Dix questions ont été posées au peuple, cinq ayant trait à des amendements constitutionnels, relevant d'un "référendum", et cinq ayant trait à des questions d'intérêt général, relevant d'une "Consultation Populaire".

Parmi ces 5 dernières, la question n° 8 posait la question des corridas, sous la forme suivante :

"Approuvez-vous que le canton où vous résidez interdise les spectacles qui ont comme objectif de mettre un animal à mort ?"

 

Cette question pouvait apparaître comme bien secondaire par rapport à d'autres thèmes, comme les réformes de la justice ou la règlementation des médias. Pourtant, c'est sous la pression populaire que Rafael Correa l'avait insérée dans sa consultation et l'avait défendue. Et c'est une question qui a suscité des débats enflammés, preuve qu'elle a trait à des enjeux humains fondamentaux, ce que feint d'ignorer le ministère de la Culture français.

 

Le président Correa a gagné sa bataille : le décompte des votes des 11 millions d'électeurs (sur 14 millions d'habitants) s'est achevé le 19 mai au soir, et une majorité de "oui" l'a emporté sur les différentes questions. Par parenthèse, ce vote était obligatoire sous peine d'amende (sauf pour les plus de 65 ans), peut-être faudra-t-il en venir là en France...

 

La question 8 sur les corridas ne fait pas l'objet de résultats officiels nationaux, pour la raison qu'elle était posée canton par canton. L'Équateur comprend 24 provinces, à leur tour divisées en cantons, le nombre total de ceux-ci s'élevant à plus de 220.
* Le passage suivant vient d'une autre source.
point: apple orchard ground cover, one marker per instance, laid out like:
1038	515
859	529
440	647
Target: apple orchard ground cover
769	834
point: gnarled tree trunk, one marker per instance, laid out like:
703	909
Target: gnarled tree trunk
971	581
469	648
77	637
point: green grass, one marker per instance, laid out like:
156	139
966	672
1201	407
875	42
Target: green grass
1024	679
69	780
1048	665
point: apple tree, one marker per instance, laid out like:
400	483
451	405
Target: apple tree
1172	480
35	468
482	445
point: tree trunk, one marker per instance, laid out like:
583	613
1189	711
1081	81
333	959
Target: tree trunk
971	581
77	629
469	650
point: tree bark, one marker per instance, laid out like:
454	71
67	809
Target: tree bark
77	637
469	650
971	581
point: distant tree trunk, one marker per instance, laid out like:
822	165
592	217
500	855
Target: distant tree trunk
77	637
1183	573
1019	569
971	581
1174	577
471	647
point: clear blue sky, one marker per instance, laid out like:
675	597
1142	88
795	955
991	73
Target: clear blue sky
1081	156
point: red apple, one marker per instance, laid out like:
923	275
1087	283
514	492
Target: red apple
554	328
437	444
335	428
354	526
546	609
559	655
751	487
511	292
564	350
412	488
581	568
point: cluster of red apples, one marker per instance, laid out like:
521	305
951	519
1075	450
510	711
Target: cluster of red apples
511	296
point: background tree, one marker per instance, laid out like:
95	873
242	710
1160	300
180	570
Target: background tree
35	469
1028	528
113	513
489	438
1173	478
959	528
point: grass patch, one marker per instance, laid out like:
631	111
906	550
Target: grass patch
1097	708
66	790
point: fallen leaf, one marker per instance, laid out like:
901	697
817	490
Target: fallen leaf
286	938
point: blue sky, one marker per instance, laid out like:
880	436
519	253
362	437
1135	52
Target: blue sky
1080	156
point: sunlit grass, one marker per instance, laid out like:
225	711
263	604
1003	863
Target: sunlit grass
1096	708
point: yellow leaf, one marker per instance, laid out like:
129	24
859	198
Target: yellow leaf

En fait, l'analyse des résultats montre que dans une zone donnée, le "oui" ou le non" l'emporte généralement pour l'ensemble des questions. Cette consultation avait valeur plébiscitaire, au sens de vote de confiance. Ce qui fait que le "oui" à la suppression des corridas se retrouve dans les cantons où le "oui" l'emporte pour les autres questions, et inversement (à l'exception du canton de Valencia).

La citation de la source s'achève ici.